Laws regarding HIV disclosure do vary between Australian states and territories, for example, in New South Wales and Tasmania you must disclose your HIV positive status to your partner before you have sex. This applies even if you have protected sex. Check before you travel. See links below.
Some overseas countries have very strict requirements for granting visas, and some may prohibit HIV positive people from entering their country at all. Others may allow HIV positive people to enter for shorter stays, such as on tourist visas, but impose different requirements on applicants for longer or permanent visas.
See the HIV/AIDS Legal Centre website for more information.
Do I have to disclose my own or my child’s HIV or hepatitis status at their school or child care centre?
No. Your own health conditions are irrelevant to your child’s school or child care centre. As outlined in Staying Healthy: Preventing infectious diseases in early childhood education and care services, children do not need to be excluded from school and child care services due to their HIV or hepatitis status.
If you had unsafe sex and didn’t tell the other person of your HIV status, then you may wish to tell them as soon as possible and advise them to ring the 24 hour PEP hotline on 1800 022 226 to get information on minimising the risk to their health
PEP (post-exposure prophylaxis) is a four week course of anti-HIV medication that may prevent a person from becoming HIV positive after they have been exposed to HIV. To be most effective, it should be started within a few hours of exposure to HIV, and no later than 72 hours (three days) afterwards. It is not a substitute for safe sex and safe injecting practices, nor is it a cure for HIV. It does not always work and may have unpleasant side effects.

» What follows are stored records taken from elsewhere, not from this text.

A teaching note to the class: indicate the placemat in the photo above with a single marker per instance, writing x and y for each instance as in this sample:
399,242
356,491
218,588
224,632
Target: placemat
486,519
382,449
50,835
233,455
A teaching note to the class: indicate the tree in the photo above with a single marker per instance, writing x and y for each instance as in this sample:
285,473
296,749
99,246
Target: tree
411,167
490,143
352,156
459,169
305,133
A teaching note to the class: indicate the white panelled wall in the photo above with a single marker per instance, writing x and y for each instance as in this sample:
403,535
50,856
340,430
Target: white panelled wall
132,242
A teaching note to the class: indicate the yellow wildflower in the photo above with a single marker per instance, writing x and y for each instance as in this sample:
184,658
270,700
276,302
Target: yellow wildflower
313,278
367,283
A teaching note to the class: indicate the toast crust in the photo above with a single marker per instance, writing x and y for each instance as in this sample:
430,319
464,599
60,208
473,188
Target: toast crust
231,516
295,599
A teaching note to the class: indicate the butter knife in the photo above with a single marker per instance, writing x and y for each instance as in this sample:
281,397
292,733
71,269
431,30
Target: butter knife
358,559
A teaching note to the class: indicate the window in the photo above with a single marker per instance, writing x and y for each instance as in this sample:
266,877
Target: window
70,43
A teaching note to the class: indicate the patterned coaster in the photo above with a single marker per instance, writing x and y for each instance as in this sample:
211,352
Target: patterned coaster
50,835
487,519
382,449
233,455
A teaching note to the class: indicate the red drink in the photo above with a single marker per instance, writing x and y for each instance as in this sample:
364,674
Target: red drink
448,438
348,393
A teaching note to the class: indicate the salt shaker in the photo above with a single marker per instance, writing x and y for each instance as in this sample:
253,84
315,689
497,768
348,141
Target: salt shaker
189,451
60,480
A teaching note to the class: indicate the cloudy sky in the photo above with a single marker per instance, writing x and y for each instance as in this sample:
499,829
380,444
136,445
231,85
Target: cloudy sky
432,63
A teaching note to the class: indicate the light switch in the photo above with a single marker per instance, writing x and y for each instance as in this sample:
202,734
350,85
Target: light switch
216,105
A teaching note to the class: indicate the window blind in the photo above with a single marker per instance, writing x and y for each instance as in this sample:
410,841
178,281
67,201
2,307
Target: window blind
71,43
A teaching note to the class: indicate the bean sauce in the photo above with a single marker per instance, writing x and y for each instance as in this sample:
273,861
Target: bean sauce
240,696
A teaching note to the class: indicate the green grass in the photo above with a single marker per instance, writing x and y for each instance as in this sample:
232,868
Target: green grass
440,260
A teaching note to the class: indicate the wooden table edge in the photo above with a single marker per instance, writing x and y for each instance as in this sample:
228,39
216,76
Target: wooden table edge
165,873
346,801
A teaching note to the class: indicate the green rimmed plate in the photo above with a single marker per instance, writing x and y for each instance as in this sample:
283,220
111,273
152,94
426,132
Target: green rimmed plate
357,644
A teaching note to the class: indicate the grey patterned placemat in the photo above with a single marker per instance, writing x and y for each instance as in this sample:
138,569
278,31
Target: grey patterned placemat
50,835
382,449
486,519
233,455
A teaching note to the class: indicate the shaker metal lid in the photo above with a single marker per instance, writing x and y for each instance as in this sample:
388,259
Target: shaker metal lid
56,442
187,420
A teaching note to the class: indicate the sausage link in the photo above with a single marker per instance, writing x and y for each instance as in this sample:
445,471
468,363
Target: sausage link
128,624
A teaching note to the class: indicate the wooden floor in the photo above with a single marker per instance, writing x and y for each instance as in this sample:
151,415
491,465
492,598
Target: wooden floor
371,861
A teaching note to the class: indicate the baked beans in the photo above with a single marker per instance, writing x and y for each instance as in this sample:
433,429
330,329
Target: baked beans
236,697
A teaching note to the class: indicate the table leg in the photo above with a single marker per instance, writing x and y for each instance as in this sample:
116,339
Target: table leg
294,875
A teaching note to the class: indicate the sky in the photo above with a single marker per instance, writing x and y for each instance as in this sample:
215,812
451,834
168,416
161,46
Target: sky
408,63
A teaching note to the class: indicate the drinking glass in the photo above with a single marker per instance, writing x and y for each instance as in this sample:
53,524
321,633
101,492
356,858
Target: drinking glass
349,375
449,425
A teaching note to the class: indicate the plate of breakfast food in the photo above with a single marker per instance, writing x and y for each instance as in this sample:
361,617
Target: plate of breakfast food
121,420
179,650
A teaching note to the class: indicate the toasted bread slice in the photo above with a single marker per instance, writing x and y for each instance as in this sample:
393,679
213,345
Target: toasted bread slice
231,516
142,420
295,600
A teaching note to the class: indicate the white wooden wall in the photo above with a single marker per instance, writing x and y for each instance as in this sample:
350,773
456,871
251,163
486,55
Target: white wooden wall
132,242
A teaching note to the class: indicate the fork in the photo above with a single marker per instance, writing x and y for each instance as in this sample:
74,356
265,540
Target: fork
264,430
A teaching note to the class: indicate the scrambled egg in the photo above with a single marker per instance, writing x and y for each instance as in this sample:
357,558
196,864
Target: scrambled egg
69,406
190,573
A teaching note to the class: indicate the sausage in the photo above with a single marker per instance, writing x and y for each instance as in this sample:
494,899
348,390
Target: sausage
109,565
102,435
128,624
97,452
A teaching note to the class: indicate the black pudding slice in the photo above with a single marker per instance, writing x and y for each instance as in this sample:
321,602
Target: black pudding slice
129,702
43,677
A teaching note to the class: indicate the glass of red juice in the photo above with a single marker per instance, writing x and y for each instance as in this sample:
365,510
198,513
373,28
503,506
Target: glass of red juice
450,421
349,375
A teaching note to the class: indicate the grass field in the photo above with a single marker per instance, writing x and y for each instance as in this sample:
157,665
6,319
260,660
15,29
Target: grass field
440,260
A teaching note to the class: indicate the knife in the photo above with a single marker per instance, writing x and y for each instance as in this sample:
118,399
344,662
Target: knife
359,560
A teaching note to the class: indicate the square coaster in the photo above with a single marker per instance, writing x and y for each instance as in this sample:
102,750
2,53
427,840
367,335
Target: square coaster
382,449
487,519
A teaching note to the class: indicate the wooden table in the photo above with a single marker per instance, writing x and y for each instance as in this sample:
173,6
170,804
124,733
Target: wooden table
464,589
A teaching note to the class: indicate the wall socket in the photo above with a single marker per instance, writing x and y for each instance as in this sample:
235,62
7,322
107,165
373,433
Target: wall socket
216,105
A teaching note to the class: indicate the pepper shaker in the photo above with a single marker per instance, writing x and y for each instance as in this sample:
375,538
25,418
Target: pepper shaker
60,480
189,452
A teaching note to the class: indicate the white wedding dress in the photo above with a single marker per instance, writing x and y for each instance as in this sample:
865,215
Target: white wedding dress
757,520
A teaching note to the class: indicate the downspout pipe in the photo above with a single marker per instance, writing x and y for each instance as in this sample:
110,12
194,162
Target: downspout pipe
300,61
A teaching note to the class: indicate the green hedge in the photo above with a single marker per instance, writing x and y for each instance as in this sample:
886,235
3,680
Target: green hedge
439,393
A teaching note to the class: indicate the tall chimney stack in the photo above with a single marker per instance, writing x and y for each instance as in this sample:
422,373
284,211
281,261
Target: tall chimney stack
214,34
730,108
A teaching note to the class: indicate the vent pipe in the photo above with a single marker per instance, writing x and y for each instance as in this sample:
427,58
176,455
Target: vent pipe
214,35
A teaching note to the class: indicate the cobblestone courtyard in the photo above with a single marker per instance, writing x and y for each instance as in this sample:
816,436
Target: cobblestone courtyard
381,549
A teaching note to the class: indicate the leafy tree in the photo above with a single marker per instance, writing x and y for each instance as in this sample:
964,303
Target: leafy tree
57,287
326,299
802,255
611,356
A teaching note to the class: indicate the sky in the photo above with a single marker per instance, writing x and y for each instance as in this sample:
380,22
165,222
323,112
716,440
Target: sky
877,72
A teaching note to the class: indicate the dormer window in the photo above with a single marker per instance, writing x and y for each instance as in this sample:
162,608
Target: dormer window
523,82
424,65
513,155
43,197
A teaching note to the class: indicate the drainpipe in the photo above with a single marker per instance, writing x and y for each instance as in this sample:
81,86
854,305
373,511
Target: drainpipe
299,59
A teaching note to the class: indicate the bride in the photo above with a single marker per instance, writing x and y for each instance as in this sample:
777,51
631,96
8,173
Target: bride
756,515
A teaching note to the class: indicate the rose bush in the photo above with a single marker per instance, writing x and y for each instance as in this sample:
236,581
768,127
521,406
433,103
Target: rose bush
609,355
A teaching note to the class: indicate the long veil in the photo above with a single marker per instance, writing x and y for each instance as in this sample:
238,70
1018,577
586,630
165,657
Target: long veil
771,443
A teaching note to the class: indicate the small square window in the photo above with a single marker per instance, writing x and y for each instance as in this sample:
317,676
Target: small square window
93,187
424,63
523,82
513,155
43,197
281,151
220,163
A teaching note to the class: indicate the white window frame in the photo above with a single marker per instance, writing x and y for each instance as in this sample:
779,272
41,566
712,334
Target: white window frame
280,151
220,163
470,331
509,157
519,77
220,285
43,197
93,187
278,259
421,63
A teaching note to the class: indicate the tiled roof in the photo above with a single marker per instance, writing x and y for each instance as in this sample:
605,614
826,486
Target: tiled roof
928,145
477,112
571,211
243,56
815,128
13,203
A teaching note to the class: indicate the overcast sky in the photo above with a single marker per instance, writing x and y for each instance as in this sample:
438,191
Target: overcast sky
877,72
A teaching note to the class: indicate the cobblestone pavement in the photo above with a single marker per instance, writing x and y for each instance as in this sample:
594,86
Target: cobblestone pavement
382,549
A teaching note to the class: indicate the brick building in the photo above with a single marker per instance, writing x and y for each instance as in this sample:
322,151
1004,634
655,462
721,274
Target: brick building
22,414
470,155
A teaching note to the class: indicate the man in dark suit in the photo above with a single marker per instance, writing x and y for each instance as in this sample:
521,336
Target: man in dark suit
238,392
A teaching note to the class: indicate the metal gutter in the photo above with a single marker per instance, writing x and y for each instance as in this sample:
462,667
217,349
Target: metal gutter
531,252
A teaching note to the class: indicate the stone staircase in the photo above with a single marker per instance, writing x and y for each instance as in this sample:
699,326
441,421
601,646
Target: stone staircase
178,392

This treatment is not available for exposures to hepatitis.
If you feel you have been discriminated against, you can make a complaint to the SA Equal Opportunity Commission. Making a complaint is free, but there is a time limit - you have 12 months from the date the discrimination happened in which to make a complaint. Alternatively, you can lodge a complaint with the Human Rights and Equal Opportunity Commission. You should seek legal advice regarding where to lodge your complaint.
If you feel you are being treated badly at work because of your HIV status, seek legal advice early on, as the problem may be able to be resolved in a way that enables you to keep on working with your employer without any further problems.